Taylor Swift is the most scrutinized, celebrated and studied figure in pop culture. Kanye West and Beyoncé may give her a run for her money, but I digress.
Swift is still riding a killer wave from the release of her mega blockbuster album "1989," released last October. Her first purely pop attempt, "1989" was the best-selling album of 2014 and has sold over 8.5 million copies to date. Swift also made an impact earlier this year when she decided to pull her music off of streaming sites like Apple Music and Spotify, which put her fans in a difficult place. If you want to listen to "1989" without individually paying for it or illegally downloading it, you're out of luck. But prolific alt-country superstar Ryan Adams provides a compromise: a track-by-track cover of the album.
The hardest part of covering a song, let alone an entire album, is honoring the integrity of the original work, but still adding enough of one’s own style. Adams doesn't need to add anything new to "1989;" Swift has done all the work. Where Adams excels is reintroducing Swift’s songs and making them click for someone not used to her style. Even though you’re probably tired of “Shake It Off” after listening to it a million times on the radio, Adams's version is a stripped-down personal ode of self-preservation, and middle-schoolers will slow dance to it for years to come. Adams has to bring all of himself in order to expand Swift’s prowess as a songwriter, but this pseudo-partnership has lasting benefits for both parties.

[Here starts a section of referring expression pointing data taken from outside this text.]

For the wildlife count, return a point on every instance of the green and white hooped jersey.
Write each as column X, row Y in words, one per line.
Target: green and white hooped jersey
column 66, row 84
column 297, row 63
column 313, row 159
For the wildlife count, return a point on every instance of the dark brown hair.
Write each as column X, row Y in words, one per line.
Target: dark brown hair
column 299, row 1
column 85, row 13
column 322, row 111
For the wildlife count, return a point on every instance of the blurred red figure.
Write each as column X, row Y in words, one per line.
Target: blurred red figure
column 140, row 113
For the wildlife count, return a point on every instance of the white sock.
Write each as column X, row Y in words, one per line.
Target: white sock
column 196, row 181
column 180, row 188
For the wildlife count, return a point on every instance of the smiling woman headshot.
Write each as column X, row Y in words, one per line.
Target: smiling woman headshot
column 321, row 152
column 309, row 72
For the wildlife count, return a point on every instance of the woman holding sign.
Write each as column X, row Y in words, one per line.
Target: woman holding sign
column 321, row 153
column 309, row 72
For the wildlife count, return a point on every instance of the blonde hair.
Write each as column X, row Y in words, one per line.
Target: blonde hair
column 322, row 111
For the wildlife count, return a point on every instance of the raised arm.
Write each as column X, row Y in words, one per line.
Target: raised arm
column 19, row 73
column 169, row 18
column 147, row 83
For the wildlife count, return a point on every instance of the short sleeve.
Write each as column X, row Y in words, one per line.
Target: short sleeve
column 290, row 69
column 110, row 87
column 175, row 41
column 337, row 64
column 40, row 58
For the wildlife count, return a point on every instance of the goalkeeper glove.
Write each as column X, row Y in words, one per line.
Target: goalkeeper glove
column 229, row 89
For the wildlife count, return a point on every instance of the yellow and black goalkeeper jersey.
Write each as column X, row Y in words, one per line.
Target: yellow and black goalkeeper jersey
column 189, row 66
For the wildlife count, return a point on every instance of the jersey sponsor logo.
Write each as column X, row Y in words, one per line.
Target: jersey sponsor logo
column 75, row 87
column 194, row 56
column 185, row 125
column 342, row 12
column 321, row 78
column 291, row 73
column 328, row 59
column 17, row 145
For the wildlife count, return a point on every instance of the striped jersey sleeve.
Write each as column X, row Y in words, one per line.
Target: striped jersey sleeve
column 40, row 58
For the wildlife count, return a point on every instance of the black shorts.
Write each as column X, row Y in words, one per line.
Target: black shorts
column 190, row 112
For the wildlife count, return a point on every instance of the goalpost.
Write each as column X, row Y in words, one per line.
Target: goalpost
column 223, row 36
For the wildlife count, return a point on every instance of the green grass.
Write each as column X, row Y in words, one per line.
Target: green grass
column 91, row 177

Adams' alt-country sound should not scare anyone who defiles country music on a regular basis. The opening track “Welcome to New York” resembles Bruce Springsteen more than Ryan Adams. It’s a collage of a song with countless influences just in the one track, and it gives a good taste of what's to come. “Blank Space” benefits from soft vocals and strutting acoustic work to help give Swift’s lovely tune added dimension. Adams amplifies “Style” to eleven, and it will be a staple for your next top-down cross-country trip.
Ryan Adams’ and Taylor Swift’s versions of "1989" are polar opposites in sound and structure, so it's vital to listen to both iterations to get the whole picture. It's personal preference as to which is superior – Adams’ version could have an upper-hand in quality due to him and Swift’s presence in the album, but it is truly up to the listener to decide. If you loved the original "1989," take a chance on this new one.